Why does my validation loss increase, but validation accuracy perfectly matches training accuracy?

I am building a simple 1D convolutional neural network in Keras. Here is the model:

def build_model():

    model = models.Sequential()
    model.add(layers.SeparableConv1D(64, kernel_size=2, activation="relu", input_shape=(64,20)))
    model.add(layers.SeparableConv1D(64, kernel_size=2, activation="relu"))
    model.add(layers.MaxPooling1D(4))
    model.add(layers.Flatten())
    model.add(layers.Dense(128, activation="relu"))
    model.add(layers.Dense(128, activation="relu"))
    model.add(layers.Dropout(0.1))
    model.add(layers.Dense(1, activation="sigmoid"))

    model.compile(
        optimizer='rmsprop',
        loss='binary_crossentropy',
        metrics=[
            keras.metrics.BinaryAccuracy(),
        ],
    )
    
    #model.summary()
    
    return model

When I train my model on roughly 1500 samples, I always get my training and validation accuracy completely overlapping and virtually equal, reflected in the graph below. This is making me think there is something fishy going on with my code or in Keras/Tensorflow since the loss is increasing dramatically and you would expect the accuracy to be affected at least somewhat by this. It looks like it is massively overfitting and yet only reporting the accuracy values for the training set or something along those lines. When I then test on a test set, the accuracy is nowhere near the 85 to 90 percent reported on the graph, but rather ~70%.

Any help is greatly appreciated, I have been stuck on this for the longest time. Below is the training code.

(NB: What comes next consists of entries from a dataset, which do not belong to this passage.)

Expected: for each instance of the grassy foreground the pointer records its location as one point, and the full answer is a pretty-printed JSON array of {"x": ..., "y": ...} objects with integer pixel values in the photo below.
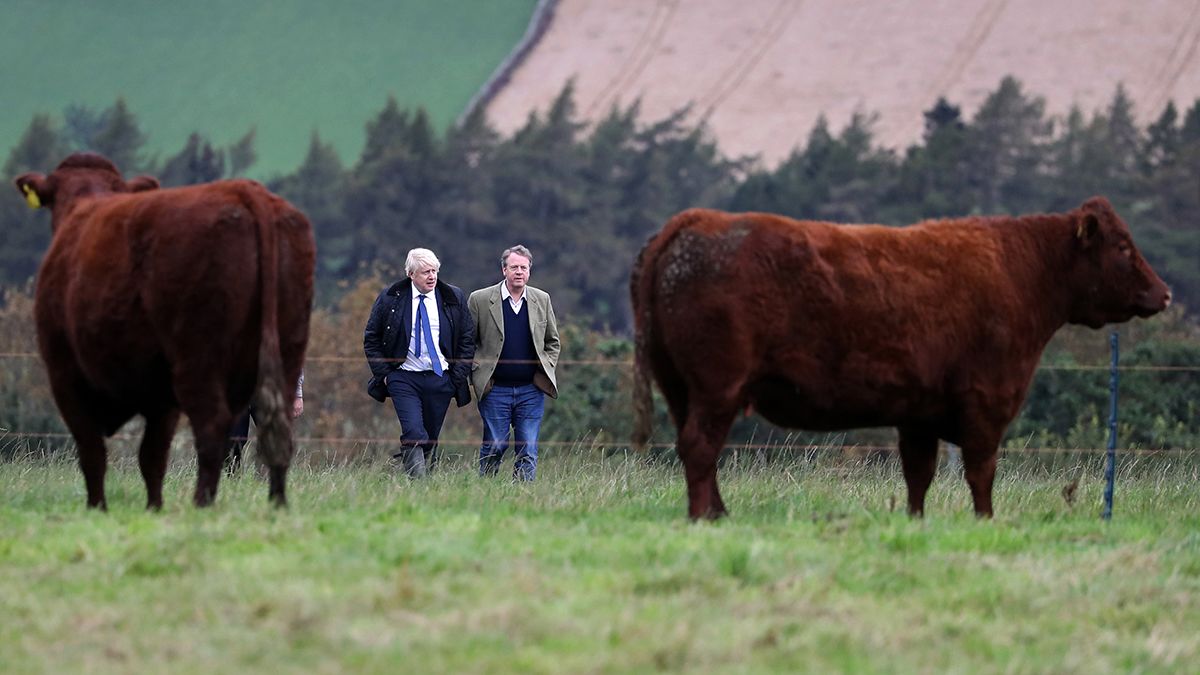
[{"x": 594, "y": 568}]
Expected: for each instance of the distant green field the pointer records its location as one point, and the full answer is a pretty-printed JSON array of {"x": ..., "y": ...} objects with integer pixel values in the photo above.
[
  {"x": 286, "y": 67},
  {"x": 594, "y": 568}
]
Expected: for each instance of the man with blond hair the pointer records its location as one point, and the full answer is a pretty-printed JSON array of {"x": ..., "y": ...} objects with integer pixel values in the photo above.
[{"x": 419, "y": 342}]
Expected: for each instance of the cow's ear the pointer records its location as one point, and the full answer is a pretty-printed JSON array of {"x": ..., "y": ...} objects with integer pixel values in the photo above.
[
  {"x": 142, "y": 183},
  {"x": 1087, "y": 228},
  {"x": 33, "y": 187}
]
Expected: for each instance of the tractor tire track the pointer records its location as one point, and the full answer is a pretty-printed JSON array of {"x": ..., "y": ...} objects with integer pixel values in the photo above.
[
  {"x": 966, "y": 48},
  {"x": 748, "y": 59},
  {"x": 648, "y": 43},
  {"x": 1173, "y": 67}
]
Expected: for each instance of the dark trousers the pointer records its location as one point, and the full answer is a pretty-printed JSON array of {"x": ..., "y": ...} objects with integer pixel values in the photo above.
[
  {"x": 239, "y": 435},
  {"x": 421, "y": 400}
]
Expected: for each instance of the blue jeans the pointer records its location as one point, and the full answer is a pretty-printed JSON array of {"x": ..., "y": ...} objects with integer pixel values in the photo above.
[{"x": 511, "y": 407}]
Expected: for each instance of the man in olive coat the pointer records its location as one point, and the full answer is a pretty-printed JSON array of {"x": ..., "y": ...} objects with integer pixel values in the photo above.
[{"x": 516, "y": 352}]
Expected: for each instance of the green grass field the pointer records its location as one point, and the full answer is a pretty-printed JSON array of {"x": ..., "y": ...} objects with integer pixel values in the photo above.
[
  {"x": 223, "y": 66},
  {"x": 594, "y": 568}
]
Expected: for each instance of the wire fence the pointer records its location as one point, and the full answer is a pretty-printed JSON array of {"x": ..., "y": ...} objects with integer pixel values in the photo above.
[{"x": 340, "y": 420}]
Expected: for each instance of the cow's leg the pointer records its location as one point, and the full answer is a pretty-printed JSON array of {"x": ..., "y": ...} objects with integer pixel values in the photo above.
[
  {"x": 154, "y": 452},
  {"x": 979, "y": 470},
  {"x": 210, "y": 446},
  {"x": 93, "y": 461},
  {"x": 78, "y": 405},
  {"x": 204, "y": 404},
  {"x": 699, "y": 446},
  {"x": 918, "y": 457}
]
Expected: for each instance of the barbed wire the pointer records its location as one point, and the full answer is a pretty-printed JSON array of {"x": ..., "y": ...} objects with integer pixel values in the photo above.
[
  {"x": 629, "y": 363},
  {"x": 621, "y": 444}
]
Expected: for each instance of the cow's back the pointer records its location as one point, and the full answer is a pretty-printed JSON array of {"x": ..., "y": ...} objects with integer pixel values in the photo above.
[
  {"x": 139, "y": 284},
  {"x": 828, "y": 326}
]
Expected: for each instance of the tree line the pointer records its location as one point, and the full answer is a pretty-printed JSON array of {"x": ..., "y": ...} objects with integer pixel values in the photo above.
[{"x": 586, "y": 197}]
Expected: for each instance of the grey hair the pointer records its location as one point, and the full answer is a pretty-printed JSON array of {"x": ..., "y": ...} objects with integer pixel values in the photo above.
[
  {"x": 519, "y": 250},
  {"x": 420, "y": 257}
]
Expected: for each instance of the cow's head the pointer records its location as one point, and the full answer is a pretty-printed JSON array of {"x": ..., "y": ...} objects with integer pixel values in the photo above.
[
  {"x": 1113, "y": 281},
  {"x": 82, "y": 174}
]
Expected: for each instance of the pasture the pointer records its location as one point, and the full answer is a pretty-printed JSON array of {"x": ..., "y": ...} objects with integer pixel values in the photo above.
[{"x": 595, "y": 568}]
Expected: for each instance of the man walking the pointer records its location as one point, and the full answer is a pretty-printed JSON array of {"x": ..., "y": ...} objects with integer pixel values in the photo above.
[
  {"x": 516, "y": 354},
  {"x": 419, "y": 342}
]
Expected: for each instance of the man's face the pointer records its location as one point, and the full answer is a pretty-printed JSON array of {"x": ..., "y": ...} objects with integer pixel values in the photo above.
[
  {"x": 425, "y": 279},
  {"x": 516, "y": 273}
]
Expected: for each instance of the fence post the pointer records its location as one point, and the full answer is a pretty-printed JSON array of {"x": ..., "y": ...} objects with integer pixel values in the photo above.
[{"x": 1110, "y": 467}]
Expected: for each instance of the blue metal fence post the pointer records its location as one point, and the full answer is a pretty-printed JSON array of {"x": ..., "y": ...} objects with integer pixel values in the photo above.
[{"x": 1110, "y": 467}]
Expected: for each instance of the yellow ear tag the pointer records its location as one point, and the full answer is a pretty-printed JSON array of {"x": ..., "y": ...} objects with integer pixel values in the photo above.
[{"x": 31, "y": 198}]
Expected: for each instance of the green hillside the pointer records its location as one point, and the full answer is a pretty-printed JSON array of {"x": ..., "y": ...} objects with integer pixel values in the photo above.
[{"x": 223, "y": 66}]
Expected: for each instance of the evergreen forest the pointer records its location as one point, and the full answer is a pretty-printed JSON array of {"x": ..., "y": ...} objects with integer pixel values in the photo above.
[{"x": 585, "y": 197}]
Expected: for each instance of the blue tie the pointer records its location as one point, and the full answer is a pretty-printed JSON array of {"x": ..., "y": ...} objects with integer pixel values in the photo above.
[{"x": 423, "y": 324}]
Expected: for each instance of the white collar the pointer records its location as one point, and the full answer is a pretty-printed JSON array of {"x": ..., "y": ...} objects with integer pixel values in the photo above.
[{"x": 505, "y": 293}]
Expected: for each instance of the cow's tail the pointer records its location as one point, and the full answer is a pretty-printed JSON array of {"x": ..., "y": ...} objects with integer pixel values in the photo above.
[
  {"x": 643, "y": 401},
  {"x": 271, "y": 394}
]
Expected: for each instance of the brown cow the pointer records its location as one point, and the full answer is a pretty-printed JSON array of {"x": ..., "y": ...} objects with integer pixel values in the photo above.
[
  {"x": 153, "y": 302},
  {"x": 934, "y": 329}
]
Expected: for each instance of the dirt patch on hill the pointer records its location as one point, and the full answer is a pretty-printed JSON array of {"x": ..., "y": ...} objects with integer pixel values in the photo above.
[{"x": 762, "y": 71}]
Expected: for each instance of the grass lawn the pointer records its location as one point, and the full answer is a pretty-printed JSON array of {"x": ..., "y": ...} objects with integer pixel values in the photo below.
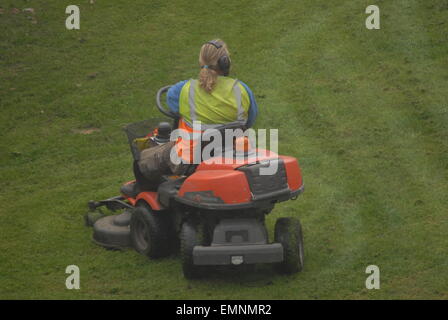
[{"x": 364, "y": 111}]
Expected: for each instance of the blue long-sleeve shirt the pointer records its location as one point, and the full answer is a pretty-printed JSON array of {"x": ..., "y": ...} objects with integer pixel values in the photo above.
[{"x": 173, "y": 96}]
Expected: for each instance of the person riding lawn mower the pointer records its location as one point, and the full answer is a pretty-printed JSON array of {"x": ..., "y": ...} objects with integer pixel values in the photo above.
[{"x": 214, "y": 209}]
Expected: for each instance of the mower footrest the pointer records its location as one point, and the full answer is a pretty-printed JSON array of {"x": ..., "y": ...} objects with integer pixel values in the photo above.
[{"x": 238, "y": 254}]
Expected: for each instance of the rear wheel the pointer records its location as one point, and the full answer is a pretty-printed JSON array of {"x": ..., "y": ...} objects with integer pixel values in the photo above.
[
  {"x": 288, "y": 232},
  {"x": 189, "y": 238},
  {"x": 150, "y": 232}
]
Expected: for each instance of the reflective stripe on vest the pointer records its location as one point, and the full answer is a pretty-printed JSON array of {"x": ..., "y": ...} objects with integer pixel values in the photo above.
[{"x": 215, "y": 112}]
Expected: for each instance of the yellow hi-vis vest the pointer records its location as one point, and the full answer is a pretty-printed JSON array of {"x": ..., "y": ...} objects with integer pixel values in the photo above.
[{"x": 227, "y": 103}]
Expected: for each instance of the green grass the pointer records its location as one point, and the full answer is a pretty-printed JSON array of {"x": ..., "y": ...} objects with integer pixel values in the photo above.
[{"x": 364, "y": 111}]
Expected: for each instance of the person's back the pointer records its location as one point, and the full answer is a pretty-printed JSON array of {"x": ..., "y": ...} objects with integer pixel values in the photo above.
[{"x": 214, "y": 99}]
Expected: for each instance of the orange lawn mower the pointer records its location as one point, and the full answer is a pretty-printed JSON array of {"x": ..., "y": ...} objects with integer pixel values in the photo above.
[{"x": 215, "y": 213}]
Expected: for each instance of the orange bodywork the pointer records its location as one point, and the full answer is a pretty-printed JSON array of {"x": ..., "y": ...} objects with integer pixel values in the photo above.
[
  {"x": 228, "y": 185},
  {"x": 293, "y": 172}
]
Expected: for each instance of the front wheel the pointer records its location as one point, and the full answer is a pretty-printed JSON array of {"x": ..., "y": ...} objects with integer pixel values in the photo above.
[
  {"x": 189, "y": 238},
  {"x": 288, "y": 232},
  {"x": 149, "y": 233}
]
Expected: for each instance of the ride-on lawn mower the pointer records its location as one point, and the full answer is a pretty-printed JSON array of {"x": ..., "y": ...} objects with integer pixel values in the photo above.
[{"x": 216, "y": 212}]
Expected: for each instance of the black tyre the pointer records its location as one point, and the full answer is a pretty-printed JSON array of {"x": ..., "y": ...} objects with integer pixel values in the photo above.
[
  {"x": 150, "y": 232},
  {"x": 189, "y": 238},
  {"x": 288, "y": 232}
]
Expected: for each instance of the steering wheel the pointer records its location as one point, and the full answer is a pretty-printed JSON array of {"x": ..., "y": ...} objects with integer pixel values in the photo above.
[{"x": 161, "y": 108}]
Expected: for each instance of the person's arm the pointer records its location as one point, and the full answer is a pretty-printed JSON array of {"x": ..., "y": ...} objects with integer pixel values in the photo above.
[
  {"x": 253, "y": 108},
  {"x": 173, "y": 95}
]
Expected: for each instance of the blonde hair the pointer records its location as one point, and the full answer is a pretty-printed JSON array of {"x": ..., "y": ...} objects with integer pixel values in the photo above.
[{"x": 208, "y": 60}]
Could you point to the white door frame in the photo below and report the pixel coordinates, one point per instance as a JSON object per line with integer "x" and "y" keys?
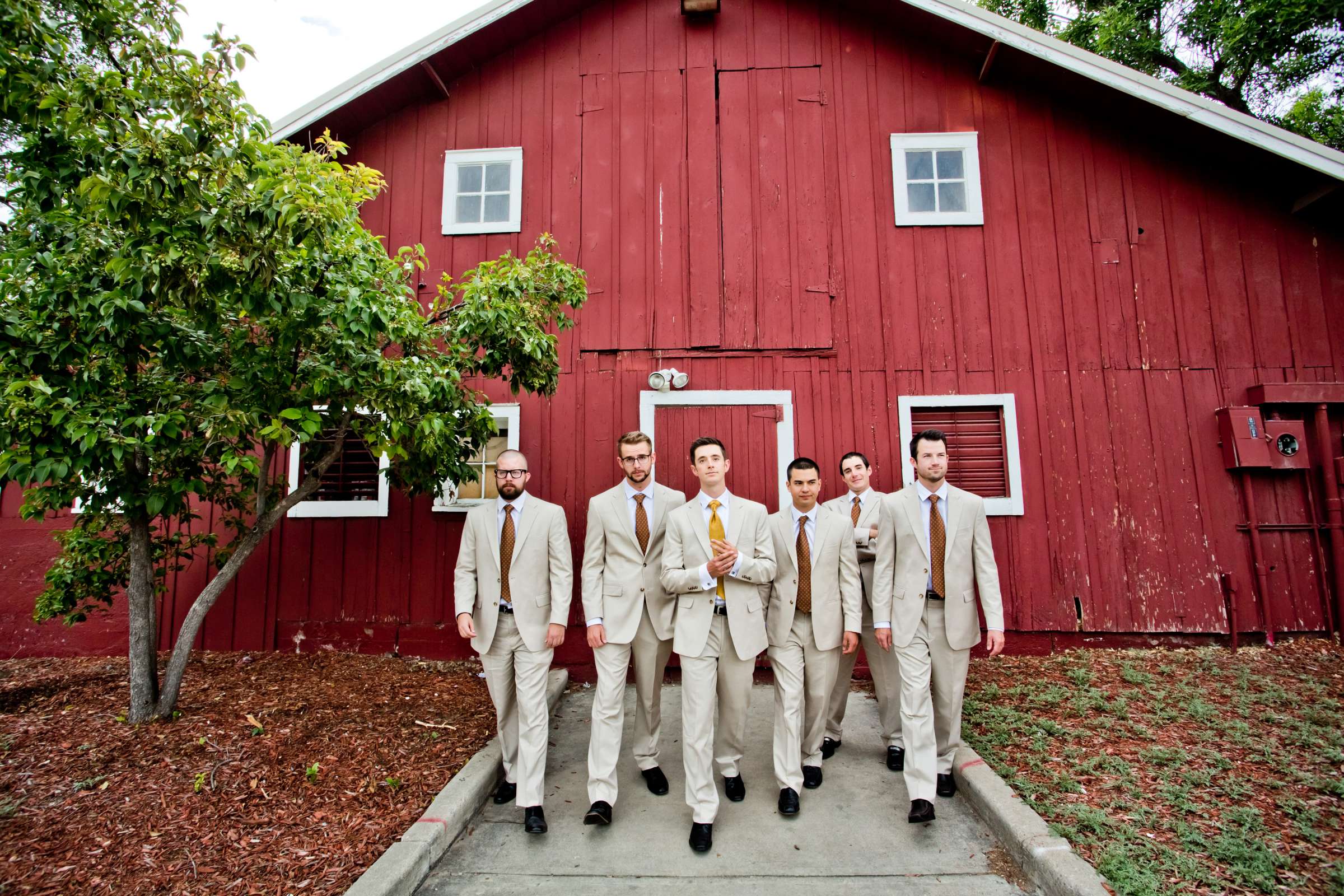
{"x": 651, "y": 401}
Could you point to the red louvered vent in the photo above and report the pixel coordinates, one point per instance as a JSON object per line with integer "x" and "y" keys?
{"x": 351, "y": 477}
{"x": 978, "y": 456}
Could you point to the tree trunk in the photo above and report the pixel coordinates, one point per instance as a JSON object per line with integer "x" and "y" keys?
{"x": 140, "y": 601}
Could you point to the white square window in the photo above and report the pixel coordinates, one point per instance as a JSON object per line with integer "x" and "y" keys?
{"x": 483, "y": 191}
{"x": 983, "y": 454}
{"x": 353, "y": 486}
{"x": 936, "y": 179}
{"x": 464, "y": 496}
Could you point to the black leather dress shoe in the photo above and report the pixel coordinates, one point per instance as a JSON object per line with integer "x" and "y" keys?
{"x": 505, "y": 793}
{"x": 599, "y": 814}
{"x": 702, "y": 837}
{"x": 656, "y": 781}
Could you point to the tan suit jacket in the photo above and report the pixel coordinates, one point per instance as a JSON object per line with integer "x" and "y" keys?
{"x": 837, "y": 604}
{"x": 620, "y": 580}
{"x": 901, "y": 571}
{"x": 687, "y": 548}
{"x": 867, "y": 519}
{"x": 541, "y": 571}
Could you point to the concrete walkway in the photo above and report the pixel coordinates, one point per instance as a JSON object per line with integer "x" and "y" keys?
{"x": 851, "y": 836}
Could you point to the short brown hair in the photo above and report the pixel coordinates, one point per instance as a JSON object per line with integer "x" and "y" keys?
{"x": 706, "y": 440}
{"x": 633, "y": 437}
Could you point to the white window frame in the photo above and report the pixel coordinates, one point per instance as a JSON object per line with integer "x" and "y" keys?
{"x": 455, "y": 157}
{"x": 969, "y": 143}
{"x": 511, "y": 416}
{"x": 311, "y": 508}
{"x": 1011, "y": 506}
{"x": 651, "y": 401}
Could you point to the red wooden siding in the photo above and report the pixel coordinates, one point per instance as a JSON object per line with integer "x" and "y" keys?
{"x": 727, "y": 187}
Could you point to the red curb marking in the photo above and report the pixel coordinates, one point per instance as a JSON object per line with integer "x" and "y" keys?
{"x": 433, "y": 821}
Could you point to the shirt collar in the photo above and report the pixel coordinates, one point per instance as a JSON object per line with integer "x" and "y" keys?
{"x": 925, "y": 493}
{"x": 631, "y": 491}
{"x": 516, "y": 503}
{"x": 704, "y": 499}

#Define the number of folds... this will give us an 80/20 split
k = 5
epochs = 100
num_val_samples = len(x_train) // k
scores_binacc = []
scores_precision = []
scores_recall = []
histories = []

#Train the dense model in k iterations
for i in range(k):
    print('Processing fold #', i)
    val_data = x_train[i * num_val_samples : (i + 1) * num_val_samples]
    val_targets = y_train[i * num_val_samples : (i + 1) * num_val_samples]
    
    print('Validation partition =  ', i * num_val_samples, (i + 1) * num_val_samples)
    print('Training partition 1 = ', 0, i * num_val_samples)
    print('Training partition 2 = ', (i+1) * num_val_samples, len(x_train))
    
    partial_train_data = np.concatenate(
        [
            x_train[:i * num_val_samples],
            x_train[(i+1) * num_val_samples:]
        ], 
        axis=0
    )
    
    partial_train_targets = np.concatenate(
        [
            y_train[:i * num_val_samples],
            y_train[(i+1) * num_val_samples:]
        ],
        axis=0
    )
    
    model = build_model()
    h = model.fit(
        partial_train_data, 
        partial_train_targets, 
        validation_data=(val_data, val_targets),
        epochs=epochs, 
        verbose=1
    )
    
    val_loss, val_binacc = model.evaluate(val_data, val_targets, verbose=0)
    scores_binacc.append(val_binacc)
    #scores_precision.append(val_precision)
    #scores_recall.append(val_recall)
    histories.append(h)

Maybe you’re overfitting but the underlying relationships are simple so your validation set still has decent accuracy but higher loss.

I feel like the change in accuracy could be caused by shuffling. Are you shuffling your data during training but not on test data? Does order matter for your problem?

Your dataset is very small, causing your model overfitting. You should try the following options:

  1. Augment your data.
  2. Reduce learning rate or “scheduling lr”.
  3. Study this paper: A disciplined approach to neural network hyper-parameters: Part 1 – learning rate, batch size, momentum, and weight decay [1803.09820] A disciplined approach to neural network hyper-parameters: Part 1 -- learning rate, batch size, momentum, and weight decay.
  4. Take a look at model prediction and compare the groundtruth.
  5. Change metrics to F1 score.

Hope above answers help!
Supachan

This basically a bump because I’m having the same exact “issue”. In my case, I’m training a Siamese Network for Face Recognition. There’s a lot going on, I’m implementing a custom loss function (Contrastive Loss) and a custom distance layer for computing distance between face embeddings.

Anyway, I’m seeing during training that my training and validation accuracy are almost exactly the same (the training accuracy has a minimal advantage of maybe 1%, but otherwise the curves are almost the same). However, train accuracy steadily decrements (as it should) but validation loss increases, just as you showed. Accuracy in training & validation reach an impressive 92% but my test accuracy is just about 70%. Nowhere near the promised figures.

I’m very puzzled. So, did you find the cause of the problem? I’ve extensively gone through my code to find the culprit, because this isn’t normal and I’m almost positive that I messed something up. I use a generator (that I wrote) because my dataset has 30,000 images and I can’t load them directly in RAM. I’m suspecting this might be associated with the problem. Just wanted to know if you found the source of the issue.